In [1]:
# Importing Libraries
import pandas as pd

from sklearn.ensemble import RandomForestClassifier
from sklearn.metrics import roc_auc_score, accuracy_score
from imblearn.over_sampling import SMOTE
from sklearn.preprocessing import StandardScaler

import os
import joblib

In [2]:
# Reading in the parsed data
df = pd.read_csv('/Users/chloe/Desktop/NUS/Year 4/dsa4262/DSA4262_gartic/Data/processed_data.csv')
train_data  = pd.read_csv('/Users/chloe/Desktop/NUS/Year 4/dsa4262/DSA4262_gartic/Data/train_data.csv')
test_data  = pd.read_csv('/Users/chloe/Desktop/NUS/Year 4/dsa4262/DSA4262_gartic/Data/test_data.csv')
val_data  = pd.read_csv('/Users/chloe/Desktop/NUS/Year 4/dsa4262/DSA4262_gartic/Data/val_data.csv')

In [3]:
# Drop features that are not needed / redundant
# Split into X and y (Features and Label)
X_train = train_data.drop(columns=['label','gene_id','transcript_id','Key','gene_id_encoded'])
y_train = train_data['label']

X_val = val_data.drop(columns=['label','gene_id','transcript_id','Key','gene_id_encoded'])
y_val = val_data['label']

X_test = test_data.drop(columns=['label','gene_id','transcript_id','Key','gene_id_encoded'])
y_test = test_data['label']

In [4]:
# Addressing class imbalance in the Dataset using SMOTE + class weight + scale
# More Positive cases than Negative Cases

scaler = StandardScaler()
X_train_scaled = scaler.fit_transform(X_train)
X_val_scaled = scaler.transform(X_val)
X_test_scaled = scaler.transform(X_test)
smote = SMOTE(random_state=42)
X_train_resampled, y_train_resampled = smote.fit_resample(X_train_scaled, y_train)

In [5]:
# Begin Training the Model
rf = RandomForestClassifier(class_weight='balanced')
rf.fit(X_train_resampled, y_train_resampled)
print("Random Forest Model has finished training")

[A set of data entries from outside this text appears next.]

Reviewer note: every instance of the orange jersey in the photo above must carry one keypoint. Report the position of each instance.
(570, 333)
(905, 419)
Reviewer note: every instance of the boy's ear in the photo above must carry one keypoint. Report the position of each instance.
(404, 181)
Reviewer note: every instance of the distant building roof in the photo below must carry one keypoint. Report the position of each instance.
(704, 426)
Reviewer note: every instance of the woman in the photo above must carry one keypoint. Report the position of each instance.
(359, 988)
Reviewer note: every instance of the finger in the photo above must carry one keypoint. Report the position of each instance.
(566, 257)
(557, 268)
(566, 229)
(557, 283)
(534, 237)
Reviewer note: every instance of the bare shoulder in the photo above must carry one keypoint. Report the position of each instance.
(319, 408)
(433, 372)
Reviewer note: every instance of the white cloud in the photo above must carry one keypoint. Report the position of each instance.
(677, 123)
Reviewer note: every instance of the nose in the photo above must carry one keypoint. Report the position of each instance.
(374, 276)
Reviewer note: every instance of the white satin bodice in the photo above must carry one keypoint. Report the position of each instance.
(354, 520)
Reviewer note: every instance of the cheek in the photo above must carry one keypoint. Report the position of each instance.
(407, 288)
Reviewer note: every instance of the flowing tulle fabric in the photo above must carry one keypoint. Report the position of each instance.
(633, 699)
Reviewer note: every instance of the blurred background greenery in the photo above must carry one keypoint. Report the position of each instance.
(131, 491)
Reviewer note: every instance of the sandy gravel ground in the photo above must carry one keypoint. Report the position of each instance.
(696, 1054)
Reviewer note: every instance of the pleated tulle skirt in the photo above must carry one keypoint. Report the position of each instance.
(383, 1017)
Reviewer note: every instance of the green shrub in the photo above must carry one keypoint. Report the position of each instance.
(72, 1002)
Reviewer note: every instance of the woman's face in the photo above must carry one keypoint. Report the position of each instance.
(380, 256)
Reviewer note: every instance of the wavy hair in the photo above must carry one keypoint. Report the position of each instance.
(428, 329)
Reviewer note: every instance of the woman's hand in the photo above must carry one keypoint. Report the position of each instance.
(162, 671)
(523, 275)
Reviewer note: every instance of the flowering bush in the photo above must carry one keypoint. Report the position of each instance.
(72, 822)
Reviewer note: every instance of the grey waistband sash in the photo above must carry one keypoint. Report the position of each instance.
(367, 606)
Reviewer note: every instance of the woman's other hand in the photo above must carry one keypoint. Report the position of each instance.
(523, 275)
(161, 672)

Random Forest Model has finished training


In [6]:
# Running on validation data
val_predictions = rf.predict(X_val_scaled)
val_probabilities = rf.predict_proba(X_val_scaled)[:, 1]
val_accuracy = accuracy_score(y_val, val_predictions)
val_roc_auc = roc_auc_score(y_val, val_probabilities)

print(f'Validation ROC AUC Score: {val_roc_auc:.2f}')
print(f'Validation Accuracy Score: {val_accuracy:.2f}')

Validation ROC AUC Score: 0.87
Validation Accuracy Score: 0.94


In [7]:
# Running on test data
test_predictions = rf.predict(X_test_scaled)
test_probabilities = rf.predict_proba(X_test_scaled)[:, 1]
test_accuracy = accuracy_score(y_test, test_predictions)
test_roc_auc = roc_auc_score(y_test, test_probabilities)

print(f"Test ROC AUC: {test_roc_auc:.2f}")
print(f"Test Accuracy: {test_accuracy:.2f}")

Test ROC AUC: 0.88
Test Accuracy: 0.94


In [9]:
# Saving the trained Model
dirname = os.path.dirname(__name__) # Path to this train.py
filename = os.path.join(dirname, '../model/RF_updated.joblib') # Relative path to model folder
joblib.dump(rf, filename, compress=9)

['../model/RF_updated.joblib']

In [10]:
# Saving Standard Scaler for future Predictions
filename2 = os.path.join(dirname, '../model/RF_scaler.joblib') # Relative path to model folder
joblib.dump(scaler, filename2)

print("Random Forest Model has been saved, training script has finished running.")

Random Forest Model has been saved, training script has finished running.